Bon, évidemment, il te caresse dans le sens du poil quand vous en revenez à parler de la natation, et des soucis de Lou - et des tiens. Tu hoches gravement la tête, termine la tasse de thé et jette un œil au téléphone. Personne ne t'a appelé, pour le moment, mais tu restes attentif, après tout on ne sait jamais. Et soudainement, l'idée te vient que... Voulez vous faire un tour ? Il fait un peu sombre, mais ça va encore, et même s'il fait froid, peut-être bien que marcher vous fera du bien. Je sais que la ville n'est pas des plus accueillante et des plus sûre, mais ça pourrait nous faire du bien. Qui sait, si le rendez vous s'éternisait, tu pourrais toujours l'inviter au restaurant. Tu doutais néanmoins qu'il accepte, avec Rose qui l'attendait sûrement chez eux.
Vous savez, pour en revenir aux enfants. Ce n'est pas facile d'être un parent, personne n'est né en sachant faire. Je pense qu'on ne peut pas faire grand chose de plus que de notre mieux. Le sourire qui s'ensuit est d'une sincérité déconcertante, alors que tu règles l'addition - non sans un pourboire généreux. Tu n'as pas envie d'évoquer l'enfer administratif que te faire vivre ton ex-femme, mais si ça doit venir sur le tapis, hé bien tu le laisseras poser les questions.
Time dilatation
Ft. Cephei || Octant || 01.11.21 || 16:05
« Avec plaisir ! » Marcher. Marcher c’est bien pour un rendez-vous non ? Oui, marcher ça te plait. Faire un tour ? Pourquoi pas. Tu apprécies l’idée. Tu apprécies la proposition. « À nous deux, ça devrait aller je pense. » Tu te veux rassurant. En vérité, tu n’en sais rien. Tu ne peux pas promettre. Tu ne sais pas comment sont décédées toutes les autres victimes. Tu ne sais pas trop ce qu’il s’est passé cette fameuse nuit lumineuse et grondante. Les rues sont dangereuses. Tu as été habitué au danger. Ça ne te fait pas plus peur que ça. Pas peur pour toi en tout cas.
Les épaules qui se haussent. « Oui bien sûr. Il y a malheureusement trop de parents qui ne font même pas le minimum pour les enfants. Alors c’est sûr que quand on voit quelqu’un qui donne tout pour eux quand on est habitué au contraire, ça fait du bien. » Tu en avais croisé, et tu en croises toujours, des pauvres gamins à la vie compliquée à cause des parents. Tu fais ce que tu peux. Tu les aides autant que possible. Et autant que possible c’est parfois très, trop, peu.

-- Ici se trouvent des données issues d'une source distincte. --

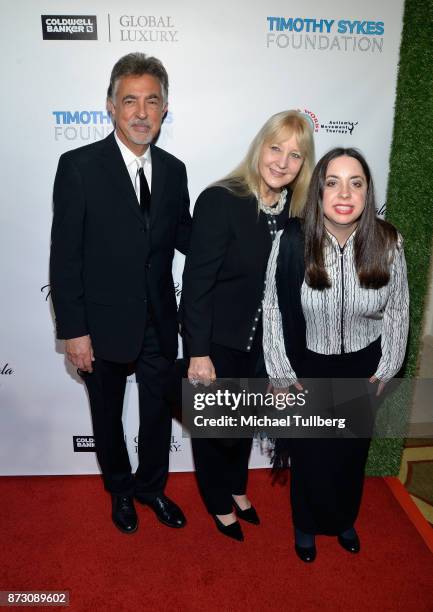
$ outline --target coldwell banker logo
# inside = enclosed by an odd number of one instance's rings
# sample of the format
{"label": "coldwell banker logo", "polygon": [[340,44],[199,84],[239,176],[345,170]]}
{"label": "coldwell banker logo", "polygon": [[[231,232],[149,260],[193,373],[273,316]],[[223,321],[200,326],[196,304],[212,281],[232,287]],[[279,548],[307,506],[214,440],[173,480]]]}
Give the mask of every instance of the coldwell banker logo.
{"label": "coldwell banker logo", "polygon": [[93,453],[95,451],[95,438],[93,436],[72,436],[74,453]]}
{"label": "coldwell banker logo", "polygon": [[319,117],[307,108],[297,109],[310,122],[314,132],[323,130],[327,134],[348,134],[352,136],[354,129],[358,125],[358,121],[349,121],[347,119],[331,119],[329,121],[320,122]]}
{"label": "coldwell banker logo", "polygon": [[44,40],[97,40],[96,15],[41,15]]}
{"label": "coldwell banker logo", "polygon": [[382,53],[383,21],[266,17],[266,46],[296,51]]}

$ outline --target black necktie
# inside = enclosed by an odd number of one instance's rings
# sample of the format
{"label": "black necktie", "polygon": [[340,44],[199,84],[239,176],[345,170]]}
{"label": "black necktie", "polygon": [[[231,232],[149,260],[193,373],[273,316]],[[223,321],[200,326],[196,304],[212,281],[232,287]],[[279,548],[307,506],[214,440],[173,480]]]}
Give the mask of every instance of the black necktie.
{"label": "black necktie", "polygon": [[138,178],[140,179],[140,208],[143,213],[146,227],[149,228],[150,216],[150,191],[144,174],[143,166],[138,169]]}

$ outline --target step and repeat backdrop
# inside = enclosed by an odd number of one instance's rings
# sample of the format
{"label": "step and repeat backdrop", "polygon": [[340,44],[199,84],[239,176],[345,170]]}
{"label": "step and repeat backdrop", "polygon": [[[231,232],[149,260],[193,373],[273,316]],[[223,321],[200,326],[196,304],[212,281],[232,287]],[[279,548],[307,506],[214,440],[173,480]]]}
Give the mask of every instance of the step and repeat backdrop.
{"label": "step and repeat backdrop", "polygon": [[[273,113],[299,109],[317,157],[356,146],[385,208],[403,0],[2,2],[0,474],[98,472],[85,389],[55,340],[48,257],[61,153],[108,135],[108,78],[131,51],[170,77],[159,145],[188,170],[192,206]],[[181,292],[183,259],[173,275]],[[136,465],[137,389],[125,435]],[[269,465],[256,441],[252,467]],[[173,421],[171,470],[193,469]]]}

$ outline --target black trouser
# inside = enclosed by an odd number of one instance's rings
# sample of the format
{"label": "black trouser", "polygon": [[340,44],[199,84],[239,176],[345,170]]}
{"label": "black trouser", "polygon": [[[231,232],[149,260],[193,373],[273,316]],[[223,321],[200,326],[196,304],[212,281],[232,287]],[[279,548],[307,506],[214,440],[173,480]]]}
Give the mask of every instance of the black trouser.
{"label": "black trouser", "polygon": [[[265,378],[261,326],[251,352],[212,344],[210,358],[218,378]],[[211,514],[233,511],[232,495],[247,489],[252,438],[193,438],[195,472],[206,508]]]}
{"label": "black trouser", "polygon": [[146,327],[136,361],[140,428],[135,478],[122,424],[128,364],[96,356],[93,373],[84,374],[89,394],[96,454],[104,484],[115,495],[135,492],[152,499],[163,492],[168,475],[171,415],[165,393],[170,362],[161,355],[155,327]]}
{"label": "black trouser", "polygon": [[[365,382],[359,384],[367,385],[380,357],[380,338],[356,353],[319,355],[307,351],[302,377],[365,378]],[[316,390],[320,390],[319,397],[325,402],[329,397],[327,381],[318,385]],[[360,393],[351,401],[350,409],[355,415],[361,412],[373,415],[367,417],[373,421],[374,406],[367,393],[363,396]],[[353,526],[361,504],[369,446],[368,437],[290,440],[290,489],[295,527],[311,534],[338,535]]]}

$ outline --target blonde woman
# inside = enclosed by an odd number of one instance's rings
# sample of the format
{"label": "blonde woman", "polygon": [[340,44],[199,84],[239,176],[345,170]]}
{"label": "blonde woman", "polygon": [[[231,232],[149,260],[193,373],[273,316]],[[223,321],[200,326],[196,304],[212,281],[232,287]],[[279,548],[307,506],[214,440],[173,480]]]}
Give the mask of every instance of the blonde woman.
{"label": "blonde woman", "polygon": [[[302,213],[314,167],[308,119],[273,115],[245,159],[199,196],[182,291],[191,381],[266,377],[262,298],[272,241]],[[218,530],[243,540],[237,517],[258,524],[247,497],[251,439],[193,439],[198,484]]]}

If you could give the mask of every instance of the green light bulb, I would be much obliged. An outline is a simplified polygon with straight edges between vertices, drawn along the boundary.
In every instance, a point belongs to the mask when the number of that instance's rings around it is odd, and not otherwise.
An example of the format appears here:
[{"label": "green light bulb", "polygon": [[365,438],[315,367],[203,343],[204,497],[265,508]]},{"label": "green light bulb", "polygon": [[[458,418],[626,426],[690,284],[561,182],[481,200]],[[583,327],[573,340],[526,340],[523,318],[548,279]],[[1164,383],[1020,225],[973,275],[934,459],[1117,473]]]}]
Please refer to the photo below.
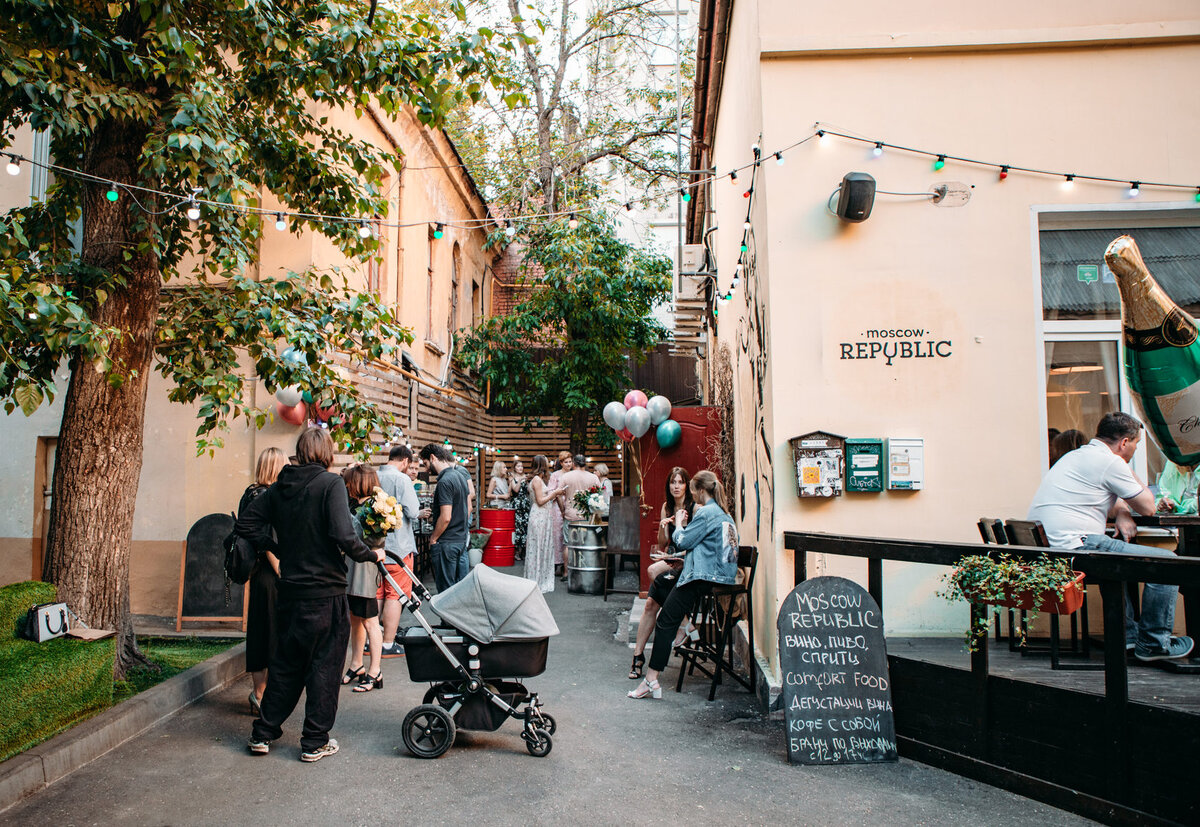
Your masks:
[{"label": "green light bulb", "polygon": [[934,171],[934,172],[937,172],[938,170],[940,170],[940,169],[941,169],[942,167],[944,167],[944,166],[946,166],[946,156],[945,156],[945,155],[939,155],[939,156],[937,157],[937,160],[933,162],[933,171]]},{"label": "green light bulb", "polygon": [[116,201],[118,198],[121,197],[121,193],[117,192],[116,187],[110,187],[108,192],[104,193],[104,197],[107,198],[109,201]]}]

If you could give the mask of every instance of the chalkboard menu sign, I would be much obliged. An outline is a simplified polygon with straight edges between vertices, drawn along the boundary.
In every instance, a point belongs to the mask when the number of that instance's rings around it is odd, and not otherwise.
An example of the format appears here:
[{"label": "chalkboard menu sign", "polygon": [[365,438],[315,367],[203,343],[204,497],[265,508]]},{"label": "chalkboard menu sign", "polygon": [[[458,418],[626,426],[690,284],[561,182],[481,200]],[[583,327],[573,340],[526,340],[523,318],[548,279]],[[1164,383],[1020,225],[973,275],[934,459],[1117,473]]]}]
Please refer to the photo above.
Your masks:
[{"label": "chalkboard menu sign", "polygon": [[791,763],[896,760],[883,613],[866,590],[842,577],[792,589],[779,610],[779,665]]},{"label": "chalkboard menu sign", "polygon": [[179,609],[175,629],[185,621],[241,621],[245,628],[244,585],[231,583],[225,593],[225,537],[233,531],[233,516],[209,514],[188,531],[179,566]]}]

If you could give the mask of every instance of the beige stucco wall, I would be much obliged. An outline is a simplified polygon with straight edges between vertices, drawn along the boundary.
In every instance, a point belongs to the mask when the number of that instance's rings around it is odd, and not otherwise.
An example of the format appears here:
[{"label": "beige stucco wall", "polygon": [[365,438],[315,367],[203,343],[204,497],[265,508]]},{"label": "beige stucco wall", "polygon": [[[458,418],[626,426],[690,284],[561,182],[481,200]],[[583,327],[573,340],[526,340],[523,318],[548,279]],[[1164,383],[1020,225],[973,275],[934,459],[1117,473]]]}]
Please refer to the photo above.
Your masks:
[{"label": "beige stucco wall", "polygon": [[[449,346],[451,250],[460,247],[459,319],[471,322],[472,281],[481,291],[490,291],[485,279],[490,255],[483,251],[485,230],[470,222],[484,216],[484,206],[458,167],[461,163],[448,140],[439,132],[420,125],[409,112],[385,119],[382,126],[369,117],[355,118],[352,112],[332,110],[331,118],[346,132],[372,141],[385,152],[399,147],[406,165],[402,184],[393,174],[387,222],[411,224],[402,230],[384,228],[382,299],[396,311],[401,323],[413,331],[408,348],[414,361],[433,377],[440,376],[445,356],[426,348],[432,338],[444,353]],[[27,130],[15,135],[12,151],[31,154]],[[0,172],[0,209],[28,203],[29,175],[10,177]],[[264,195],[267,209],[279,208],[278,200]],[[432,221],[445,222],[445,236],[433,242],[434,328],[427,329],[428,232]],[[477,223],[477,222],[476,222]],[[454,226],[458,224],[460,226]],[[461,225],[467,225],[463,227]],[[288,271],[309,267],[338,269],[353,287],[366,288],[366,265],[348,260],[335,245],[318,234],[279,232],[274,218],[264,221],[261,243],[261,277],[281,277]],[[184,280],[198,260],[189,258],[181,266]],[[485,293],[486,295],[486,293]],[[169,300],[169,299],[165,299]],[[483,304],[484,309],[487,303]],[[429,377],[427,377],[429,378]],[[62,398],[67,375],[62,374],[60,393],[52,405],[26,418],[20,413],[0,414],[0,496],[7,504],[0,512],[0,584],[29,578],[34,553],[35,514],[40,508],[36,491],[39,438],[54,438],[62,417]],[[158,374],[150,380],[146,406],[145,448],[137,503],[134,511],[133,546],[130,558],[131,605],[136,614],[173,616],[176,613],[180,559],[188,529],[201,517],[237,508],[242,491],[250,483],[254,462],[267,447],[287,454],[295,451],[300,429],[275,419],[261,431],[244,421],[231,423],[224,434],[225,447],[215,456],[196,456],[198,424],[194,406],[167,400],[168,385]],[[273,400],[259,383],[252,391],[257,404],[271,407]],[[251,401],[251,400],[248,400]],[[407,424],[407,423],[403,423]]]},{"label": "beige stucco wall", "polygon": [[[942,2],[914,8],[739,0],[717,168],[745,163],[746,127],[761,107],[767,152],[821,121],[872,140],[997,163],[1200,181],[1193,151],[1200,106],[1184,80],[1200,71],[1196,11],[1181,2],[1017,3],[1001,16]],[[754,43],[745,29],[755,25],[770,54],[744,54]],[[1102,38],[1109,40],[1078,45]],[[1132,45],[1125,38],[1134,38]],[[760,57],[756,88],[746,67]],[[1024,515],[1046,451],[1037,213],[1131,202],[1127,185],[1080,182],[1067,192],[1060,179],[1014,173],[1001,182],[994,168],[950,162],[934,172],[927,157],[888,151],[874,159],[870,144],[825,144],[793,150],[782,167],[763,165],[763,211],[755,218],[759,269],[769,279],[777,529],[772,541],[760,543],[774,550],[761,564],[767,617],[757,625],[767,653],[775,650],[774,614],[792,583],[783,531],[974,542],[978,517]],[[869,220],[847,225],[825,204],[850,171],[870,173],[881,190],[923,192],[946,181],[974,189],[960,208],[881,194]],[[725,228],[740,232],[742,220],[730,190],[720,182],[714,193],[723,284],[737,251]],[[1192,195],[1143,187],[1136,203],[1197,210]],[[762,245],[764,236],[769,245]],[[1097,250],[1097,260],[1102,254]],[[749,308],[740,300],[732,306],[743,319],[730,324],[723,309],[720,338],[736,345]],[[951,355],[890,366],[841,358],[841,343],[895,327],[924,328],[932,334],[925,338],[952,342]],[[737,380],[749,401],[749,376],[743,370]],[[739,415],[739,425],[745,418]],[[799,500],[787,440],[818,428],[923,437],[925,490]],[[744,466],[744,439],[739,446]],[[865,583],[865,564],[855,561],[812,559],[809,567],[810,574]],[[948,607],[933,594],[938,570],[885,564],[884,572],[890,634],[965,628],[965,607]]]}]

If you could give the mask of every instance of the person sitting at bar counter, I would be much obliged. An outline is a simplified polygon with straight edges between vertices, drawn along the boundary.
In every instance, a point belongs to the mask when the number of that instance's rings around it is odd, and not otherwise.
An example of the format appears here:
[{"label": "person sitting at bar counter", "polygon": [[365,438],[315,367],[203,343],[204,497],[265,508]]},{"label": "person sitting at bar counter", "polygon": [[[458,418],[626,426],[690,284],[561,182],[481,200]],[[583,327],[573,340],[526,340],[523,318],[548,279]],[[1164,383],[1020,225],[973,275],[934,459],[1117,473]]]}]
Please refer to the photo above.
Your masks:
[{"label": "person sitting at bar counter", "polygon": [[1200,488],[1200,466],[1181,466],[1167,460],[1158,475],[1158,500],[1161,514],[1195,514],[1196,490]]},{"label": "person sitting at bar counter", "polygon": [[[1046,537],[1055,548],[1101,551],[1117,554],[1174,557],[1173,551],[1133,545],[1137,526],[1130,511],[1154,513],[1154,495],[1129,468],[1129,460],[1142,438],[1142,423],[1127,413],[1104,415],[1096,438],[1062,456],[1054,464],[1033,496],[1030,520],[1040,520]],[[1104,527],[1109,518],[1117,537],[1108,537]],[[1142,591],[1142,616],[1133,618],[1133,606],[1125,598],[1125,648],[1141,661],[1180,658],[1192,651],[1192,639],[1175,637],[1175,597],[1178,586],[1147,583]]]}]

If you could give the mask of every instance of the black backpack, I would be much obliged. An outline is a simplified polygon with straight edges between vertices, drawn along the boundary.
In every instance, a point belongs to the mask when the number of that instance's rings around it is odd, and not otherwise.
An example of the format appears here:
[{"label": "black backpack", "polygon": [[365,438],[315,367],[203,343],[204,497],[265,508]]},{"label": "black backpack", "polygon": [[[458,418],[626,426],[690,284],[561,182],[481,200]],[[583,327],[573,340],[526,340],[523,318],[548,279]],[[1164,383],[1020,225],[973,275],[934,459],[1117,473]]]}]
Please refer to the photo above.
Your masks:
[{"label": "black backpack", "polygon": [[250,579],[250,570],[258,559],[258,551],[249,540],[237,533],[237,529],[229,532],[222,545],[225,547],[225,576],[234,583],[245,583]]}]

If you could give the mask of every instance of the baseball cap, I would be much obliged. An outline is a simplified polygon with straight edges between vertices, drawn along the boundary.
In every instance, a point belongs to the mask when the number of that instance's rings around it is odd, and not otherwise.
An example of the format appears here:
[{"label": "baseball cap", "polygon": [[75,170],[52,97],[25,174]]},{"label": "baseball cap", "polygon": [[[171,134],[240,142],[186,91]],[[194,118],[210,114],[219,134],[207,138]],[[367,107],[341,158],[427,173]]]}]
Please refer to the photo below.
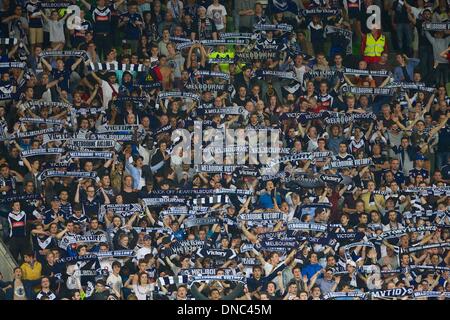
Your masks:
[{"label": "baseball cap", "polygon": [[146,234],[143,239],[144,239],[144,241],[152,240],[152,237],[150,237],[148,234]]}]

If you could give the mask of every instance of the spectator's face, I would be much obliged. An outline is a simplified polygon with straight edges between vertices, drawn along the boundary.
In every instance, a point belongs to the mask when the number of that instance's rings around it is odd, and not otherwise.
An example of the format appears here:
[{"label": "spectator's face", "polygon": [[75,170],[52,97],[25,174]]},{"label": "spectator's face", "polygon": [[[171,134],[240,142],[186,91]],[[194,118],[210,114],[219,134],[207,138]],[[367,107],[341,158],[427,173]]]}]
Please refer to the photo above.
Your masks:
[{"label": "spectator's face", "polygon": [[21,279],[22,278],[22,270],[20,268],[14,270],[14,278]]},{"label": "spectator's face", "polygon": [[204,18],[206,15],[206,9],[204,7],[198,8],[197,13],[200,18]]},{"label": "spectator's face", "polygon": [[297,285],[295,283],[289,286],[289,293],[294,295],[297,294]]},{"label": "spectator's face", "polygon": [[334,257],[327,258],[327,266],[334,267],[336,265],[336,259]]},{"label": "spectator's face", "polygon": [[300,300],[308,300],[308,294],[306,292],[301,292]]},{"label": "spectator's face", "polygon": [[312,296],[315,297],[315,298],[320,297],[320,288],[319,288],[319,287],[315,287],[315,288],[312,290]]},{"label": "spectator's face", "polygon": [[394,211],[389,212],[389,221],[395,222],[397,221],[397,213]]},{"label": "spectator's face", "polygon": [[356,203],[356,211],[364,212],[364,202],[357,202]]},{"label": "spectator's face", "polygon": [[362,214],[359,216],[359,223],[361,224],[367,224],[367,215]]},{"label": "spectator's face", "polygon": [[14,204],[13,204],[13,206],[12,206],[12,209],[14,210],[14,211],[20,211],[20,203],[19,202],[14,202]]},{"label": "spectator's face", "polygon": [[269,300],[269,297],[264,293],[260,295],[260,300]]},{"label": "spectator's face", "polygon": [[126,177],[124,183],[125,186],[130,188],[133,184],[133,178],[131,178],[130,176]]},{"label": "spectator's face", "polygon": [[392,170],[398,170],[399,167],[400,167],[400,162],[398,160],[391,161],[391,169]]},{"label": "spectator's face", "polygon": [[45,290],[48,290],[50,288],[50,281],[48,281],[48,278],[43,278],[41,280],[41,287]]},{"label": "spectator's face", "polygon": [[180,288],[178,288],[177,296],[178,296],[180,299],[186,298],[186,296],[187,296],[186,288],[185,288],[185,287],[180,287]]}]

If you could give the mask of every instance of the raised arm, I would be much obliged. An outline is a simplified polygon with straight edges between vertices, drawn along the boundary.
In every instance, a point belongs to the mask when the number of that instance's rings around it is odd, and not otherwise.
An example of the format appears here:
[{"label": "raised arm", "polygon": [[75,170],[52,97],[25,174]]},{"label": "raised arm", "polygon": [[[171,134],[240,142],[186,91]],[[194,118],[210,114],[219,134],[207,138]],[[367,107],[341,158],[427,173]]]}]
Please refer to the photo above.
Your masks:
[{"label": "raised arm", "polygon": [[80,0],[81,3],[86,7],[86,9],[91,10],[91,4],[87,2],[86,0]]},{"label": "raised arm", "polygon": [[52,71],[52,66],[50,65],[50,63],[48,63],[47,60],[45,60],[45,58],[41,59],[42,64],[47,68],[48,71]]}]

L’addition est payée. Tu n’as pas eu ton mot à dire. Il n’a rien demandé. Ça te met mal à l’aise en vérité. Tu n’aimes pas particulièrement que l’on te paye quoi que ce soit. Toujours persuadé que c’est te faire la charité quand, en réalité, ce n’est qu’une invitation. « Merci. » Tu souris. Un sourire sincère. Un sourire qui cache aisément la gêne. « La prochaine fois, c’est moi qui vous invite. » Parce qu’il y aura une prochaine fois n’est-ce pas ? Ça partait mal. Ça partait sur un retard. Ça partait sur rien du tout s’il était arrivé une minute plus tard. Finalement tu l’aimes bien. Finalement il est intéressant. Finalement tu ne regrettes pas d'être venu. Tu te lèves. Enfiles ton blouson. Et d'un geste de la main, tu le laisses passer en premier vers la sortie. « Après vous. »
Avec plaisir. Comme un écho pour répondre à son invitation, quand lui répondait à la tienne, ton sourire s'efface et tu reprends ton expression habituelle, mais tu es plus serein. Il fait froid, tu penses à tout ce que la vie te réserve, sans doute, tu penses au prochain rendez vous, aussi. Vous aurez le temps d'apprendre à vous connaître au détour d'une ballade.